Construction crews working on the bridge have helped offset some losses.

Instead of lost customers, Bob Stone, owner of Stone Mobile Home in Gore, has lost money _ $15,000 since the collapse. Stone said he has had to divert oversized loads of manufactured homes off the interstate onto smaller highways through small towns.

``Because of the detours at Braggs, our detours on single-wide homes run from $400 to $600 (extra) coming in,'' Stone said. ``On double-wides, its an extra $1,000 to bring them in.''

Linda Soos-Davis with the Oklahoma Department of Civil Emergency Management encouraged the business owners to detail their financial losses on the loan form, comparing this year's revenues to last year.

``I want to hear everything in terms of how your business was affected because that gives more information to present to the governor,'' Soos-Davis said.

The forms will be examined by the department and sent to Gov.
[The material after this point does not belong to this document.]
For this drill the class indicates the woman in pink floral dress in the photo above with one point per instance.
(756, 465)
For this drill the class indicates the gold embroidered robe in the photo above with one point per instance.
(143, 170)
Frank Keating's office in a few weeks.

Even businesses near Lake Tenkiller are hurting.

Operators of the Fin and Feather Resort, nestled in the hills north of Gore, report slowed business since the accident.

While weekend visits and reservations remain constant, other business isn't as strong, said Teresa Pool, a manager at the resort.

``There's not as many people coming to the lake on a spur of the moment,'' Pool said.

Weekday activity at the restaurant and cabin rentals has been down as much as 30 percent, she said.

Meanwhile, traffic is jammed in the towns along the detour route, but that's not helping merchants.

``All it's doing is causing traffic problems,'' said Audrie Thompson, manager of the Hammons Inn in Stigler. ``You can't even get out on Main Street.''

The SBA forms will be used to determine whether the businesses are eligible for the loans.

``We must find at least five businesses total in Muskogee and Sequoyah counties (in order to qualify the businesses for the loans),'' Soos-Davis said.

The money, however, may not be available until the spring, said Joe Harrington, community economic development director with the Eastern Oklahoma Development District.